Sor seemed to compose so as to reduce the likelihood that a listener or a player would be forced to confront material that was repeated a lot in the exposition and also repeated doubly by way of the repeated exposition.  This closing theme would have shown up half a dozen times if it was repeated verbatim and it was already repeating cadential scale-work.  If Sor wanted to cut out all the cadential formulas and fills that would be expected in the style and boiled the recapitulation down to just the most distinct, differentiated materials from the exposition then his selections in this opening movement make sense. 

It's hardly the case Sor didn't know how to write what we'd call a textbook sonata form (he did that perfectly in his Op. 29 etude but that's for later).  To borrow Meyer's terminology about scripts, in what we now call sonata forms we can focus too much on what's known as the formal script (i.e. identifiable structural points that demarcate a form) at the expense of a developmental/procedural script (i.e. what is being done with the ideas as gestures in rhetorical or syntactical terms).  Sor presents us with a case in which intra-expositional development is at such a high level it's not surprising if he has what seem to be small and even incidental development sections. 

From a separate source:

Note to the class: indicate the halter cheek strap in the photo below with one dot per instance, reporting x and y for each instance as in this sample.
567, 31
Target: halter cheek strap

Or at least they will if we are immersed enough in this style to understand how formal compression of thematic materials could play out based on the precepts alluded to so far.  Sonata analysis has tended to focus on the modular blocks of themes and key regions without necessarily taking stock of procedural development.  A composer might opt to expand upon a second theme in a recapitulation that was neglected in terms of development in an exposition or even a development, such as Beethoven did in his Op. 111 piano sonata in his first movement.  In the case of Sor's Grand Sonata Op. 22 what he chose to bring back in the recapitulation and what he chose to omit can be construed as a potential disclosure of what he considered the core thematic cells of the exposition to have actually have been.  Of course we can't be sure and one of the reasons we can't be sure is that Sor's decisions to never come back to long stretches of expository material is typical of his Grand Sonatas  and a fuller appreciation of why he did this may have to depend on formal analysis of his smaller-scale sonata forms.  We'll get to those in time but for now we'll wrap up discussion of the first movement of the Op. 22 sonata.